There are two main structures in mathematics - numbers and sets.

Sets have two main operations [and they can be related to one another] which are intersections and unions.

Example - A and B or A or B.

Numbers have five main operations - addition, subtraction, multiplication, division and the modulus.

Can you tell me what structure you are using and what operations in terms of the AND, OR, +, -, *, /, and MOD?

If you can't do that then nobody will understand you.

Also - if you are using numbers then you will run into problems with zero's which means it's highly likely that you are using sets and if so you will need to describe what operations you are using in terms of the unions and intersections of sets.
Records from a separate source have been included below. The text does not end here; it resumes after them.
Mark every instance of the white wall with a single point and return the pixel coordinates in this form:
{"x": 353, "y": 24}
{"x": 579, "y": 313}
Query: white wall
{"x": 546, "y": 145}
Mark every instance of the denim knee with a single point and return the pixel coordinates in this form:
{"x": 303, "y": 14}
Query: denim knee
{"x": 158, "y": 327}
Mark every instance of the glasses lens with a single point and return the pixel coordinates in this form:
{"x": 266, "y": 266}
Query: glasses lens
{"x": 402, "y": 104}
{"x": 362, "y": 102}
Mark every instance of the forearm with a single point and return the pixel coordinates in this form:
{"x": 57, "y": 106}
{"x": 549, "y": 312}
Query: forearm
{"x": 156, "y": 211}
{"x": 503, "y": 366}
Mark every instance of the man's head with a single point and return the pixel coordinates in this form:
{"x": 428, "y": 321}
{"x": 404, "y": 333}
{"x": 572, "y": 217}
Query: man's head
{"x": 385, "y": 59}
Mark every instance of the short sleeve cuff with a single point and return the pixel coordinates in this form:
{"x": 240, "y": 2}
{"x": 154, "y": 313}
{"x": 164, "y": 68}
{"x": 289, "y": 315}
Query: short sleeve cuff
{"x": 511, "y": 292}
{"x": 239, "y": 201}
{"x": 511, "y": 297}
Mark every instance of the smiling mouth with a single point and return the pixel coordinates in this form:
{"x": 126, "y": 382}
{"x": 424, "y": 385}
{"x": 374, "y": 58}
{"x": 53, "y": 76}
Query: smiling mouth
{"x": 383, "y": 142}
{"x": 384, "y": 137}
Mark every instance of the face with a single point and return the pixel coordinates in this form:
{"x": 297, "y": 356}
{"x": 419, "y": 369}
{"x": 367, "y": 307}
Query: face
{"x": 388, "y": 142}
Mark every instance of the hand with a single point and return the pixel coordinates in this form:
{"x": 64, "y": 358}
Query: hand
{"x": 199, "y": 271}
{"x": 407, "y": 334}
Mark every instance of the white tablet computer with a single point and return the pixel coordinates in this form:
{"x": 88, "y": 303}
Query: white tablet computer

It's very simple to do the above.

1 person

#### Conway

Chiro

I think I see where our problem has been.

I am NOT using sets
I am NOT using numbers

I am using composites of numbers...for example

(_) = one space = z2
(1) = one value = z1

when a value (z1) is "placed" into a space (z2) a number is created.

in a binary operation of multiplication or division one symbol represents z1, and the other symbol represents z2.

2 x 3

2(value,z1) x 3(space,z2)

(_,_,_) = three spaces
(1,1) = 2 values, or alternatively (2)

I place the values into the spaces.....then add

(1,1+1,1+1,1)...or alternatively (2 + 2 + 2)

After and only After placing value into spaces do I arrive at a number.

I hope here you can see...I am not using numbers....Nor am I using sets.....I am using pieces of numbers.

Thanks...

#### topsquark

Forum Staff
Chiro

I think I see where our problem has been.

I am NOT using sets
I am NOT using numbers

I am using composites of numbers...for example

(_) = one space = z2
(1) = one value = z1

when a value (z1) is "placed" into a space (z2) a number is created.

in a binary operation of multiplication or division one symbol represents z1, and the other symbol represents z2.

2 x 3

2(value,z1) x 3(space,z2)

(_,_,_) = three spaces
(1,1) = 2 values, or alternatively (2)

I place the values into the spaces.....then add

(1,1+1,1+1,1)...or alternatively (2 + 2 + 2)

After and only After placing value into spaces do I arrive at a number.

I hope here you can see...I am not using numbers....Nor am I using sets.....I am using pieces of numbers.

Thanks...
I'm totally lost. You need to get to the very basics here. What are "pieces of numbers" and how do you combine them to become numbers. Be specific and give examples where you can.

-Dan

#### Conway

Dan

Of course, I understand your request here.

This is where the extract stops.